2011 book written by Ross King

Leonardo and the Last Supper, is a 2011 book written by Ross King, a Canadian novelist and non-fiction writer. He was awarded Canada's 2012 Governor General's Award for English-language non-fiction for Leonardo and the Last Supper, his examination of da Vinci's iconic 15th century religious mural.

==Overview==
Leonardo da Vinci's painting of The Last Supper in the former refectory of Santa Maria delle Grazie in Milan took him and his team of assistants about three years to complete. The painting was not painted using traditional fresco technique but used an experimental oil-based medium. This proved to be a disaster as on a wall prone to damp, the paint surface quickly deteriorated.
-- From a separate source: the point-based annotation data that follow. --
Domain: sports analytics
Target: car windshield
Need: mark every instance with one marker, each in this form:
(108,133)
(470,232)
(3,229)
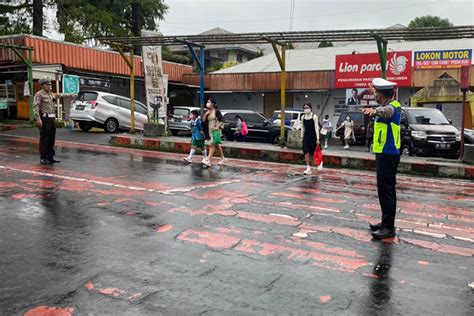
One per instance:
(427,117)
(277,115)
(181,112)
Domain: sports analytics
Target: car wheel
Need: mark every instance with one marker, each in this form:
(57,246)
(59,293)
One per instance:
(84,126)
(111,125)
(406,150)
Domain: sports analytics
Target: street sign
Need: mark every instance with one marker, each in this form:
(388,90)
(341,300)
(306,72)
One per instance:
(70,84)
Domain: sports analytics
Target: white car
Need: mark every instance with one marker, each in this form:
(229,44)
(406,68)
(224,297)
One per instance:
(105,110)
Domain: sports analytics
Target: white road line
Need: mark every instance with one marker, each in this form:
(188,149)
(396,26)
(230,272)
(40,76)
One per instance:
(120,186)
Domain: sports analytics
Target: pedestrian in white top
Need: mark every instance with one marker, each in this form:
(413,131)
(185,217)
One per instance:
(310,135)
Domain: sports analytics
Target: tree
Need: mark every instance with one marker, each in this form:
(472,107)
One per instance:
(325,44)
(429,21)
(81,20)
(22,16)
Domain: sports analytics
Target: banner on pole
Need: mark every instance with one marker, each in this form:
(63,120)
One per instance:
(358,70)
(440,59)
(154,83)
(70,84)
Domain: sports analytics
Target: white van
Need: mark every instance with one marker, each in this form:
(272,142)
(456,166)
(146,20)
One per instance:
(105,110)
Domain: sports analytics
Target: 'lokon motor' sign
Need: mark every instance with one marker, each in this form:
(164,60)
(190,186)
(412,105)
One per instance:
(357,71)
(436,59)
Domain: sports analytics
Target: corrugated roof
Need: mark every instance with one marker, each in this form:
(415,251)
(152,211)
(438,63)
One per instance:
(320,59)
(47,51)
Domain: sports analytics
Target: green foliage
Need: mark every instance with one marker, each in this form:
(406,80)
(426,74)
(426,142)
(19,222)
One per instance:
(325,44)
(429,21)
(15,17)
(215,67)
(81,20)
(176,58)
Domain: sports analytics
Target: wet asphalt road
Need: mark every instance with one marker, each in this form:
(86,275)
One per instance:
(112,231)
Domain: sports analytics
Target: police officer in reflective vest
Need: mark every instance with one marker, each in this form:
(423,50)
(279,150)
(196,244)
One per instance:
(386,146)
(44,111)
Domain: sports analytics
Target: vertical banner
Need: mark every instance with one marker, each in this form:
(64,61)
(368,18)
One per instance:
(70,84)
(154,89)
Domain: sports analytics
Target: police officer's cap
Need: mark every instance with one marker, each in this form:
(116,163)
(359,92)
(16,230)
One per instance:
(382,84)
(45,80)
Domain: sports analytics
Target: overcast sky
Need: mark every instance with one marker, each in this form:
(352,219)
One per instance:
(194,16)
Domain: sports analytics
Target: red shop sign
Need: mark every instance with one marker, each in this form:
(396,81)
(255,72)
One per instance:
(358,70)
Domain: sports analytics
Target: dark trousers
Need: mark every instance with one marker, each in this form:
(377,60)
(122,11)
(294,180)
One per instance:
(386,181)
(47,137)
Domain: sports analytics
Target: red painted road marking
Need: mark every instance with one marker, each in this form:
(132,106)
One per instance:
(212,240)
(325,298)
(50,311)
(164,228)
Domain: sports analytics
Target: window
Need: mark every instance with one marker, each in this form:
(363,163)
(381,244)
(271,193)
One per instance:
(110,99)
(124,103)
(87,96)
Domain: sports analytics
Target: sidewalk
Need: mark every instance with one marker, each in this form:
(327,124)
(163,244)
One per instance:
(11,125)
(333,158)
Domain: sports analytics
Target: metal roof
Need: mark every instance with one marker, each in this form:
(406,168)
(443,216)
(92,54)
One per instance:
(301,37)
(320,59)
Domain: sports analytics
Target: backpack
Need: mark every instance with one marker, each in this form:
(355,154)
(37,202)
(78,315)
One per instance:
(245,130)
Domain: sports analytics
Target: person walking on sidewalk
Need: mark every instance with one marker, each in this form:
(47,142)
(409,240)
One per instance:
(197,137)
(215,121)
(309,134)
(44,111)
(348,125)
(386,146)
(326,130)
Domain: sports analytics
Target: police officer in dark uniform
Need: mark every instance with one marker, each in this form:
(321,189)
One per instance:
(44,111)
(386,146)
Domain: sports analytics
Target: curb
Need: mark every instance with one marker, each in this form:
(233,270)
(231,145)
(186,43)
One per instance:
(432,169)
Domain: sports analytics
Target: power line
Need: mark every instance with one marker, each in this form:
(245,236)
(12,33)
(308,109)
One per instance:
(258,20)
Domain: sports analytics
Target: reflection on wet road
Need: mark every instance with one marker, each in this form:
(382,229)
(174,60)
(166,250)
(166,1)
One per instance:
(124,232)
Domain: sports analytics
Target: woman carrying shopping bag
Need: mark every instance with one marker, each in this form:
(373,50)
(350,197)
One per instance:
(215,121)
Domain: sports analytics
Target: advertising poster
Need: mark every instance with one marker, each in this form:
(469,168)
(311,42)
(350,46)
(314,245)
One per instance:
(70,84)
(358,70)
(154,88)
(360,97)
(440,59)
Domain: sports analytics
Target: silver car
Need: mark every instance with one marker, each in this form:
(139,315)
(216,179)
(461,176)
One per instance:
(180,119)
(105,110)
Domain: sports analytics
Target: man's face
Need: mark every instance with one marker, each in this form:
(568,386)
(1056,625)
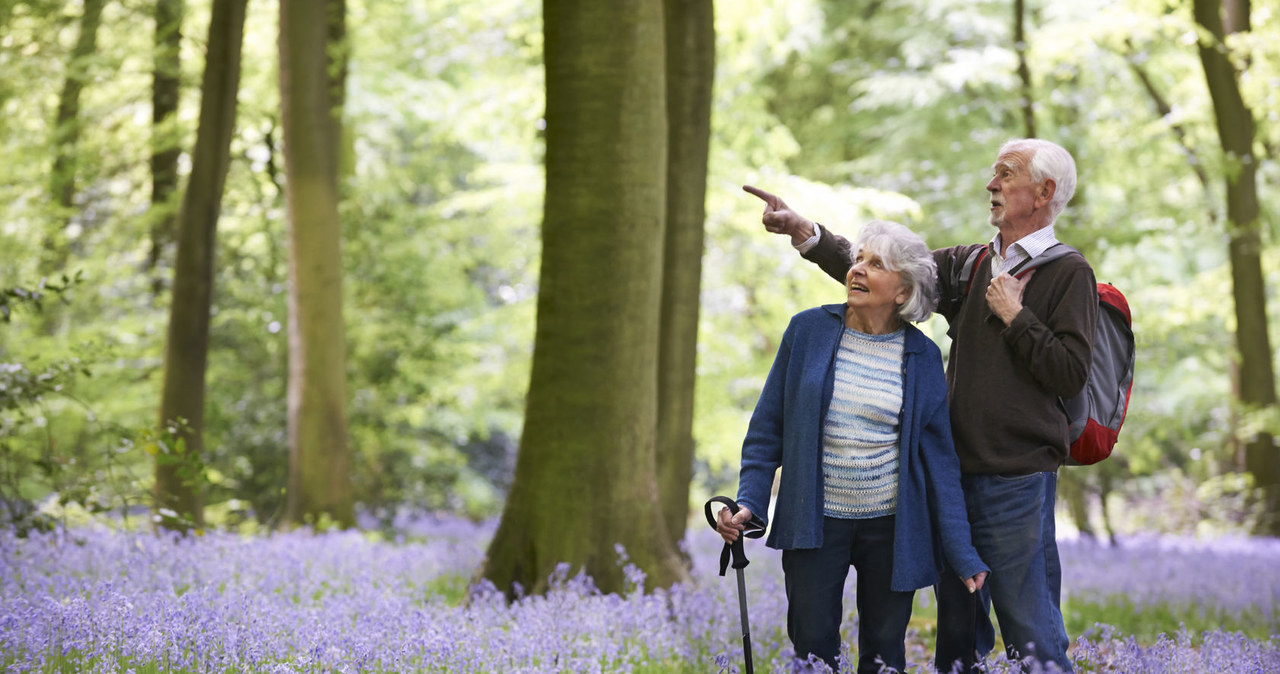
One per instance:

For centuries the painting was subjected to invasive restorations and retouchings.

==Critical response==
In a positive review for The Guardian, Charles Nicholl wrote; "King has the gift of clear, unpretentious exposition, and an instinctive narrative flair." Michiko Kakutani, writing for The New York Times called the book a "gripping account" and wrote that, although there is not much new research, King does a "fluent and insightful job of weaving together all his research."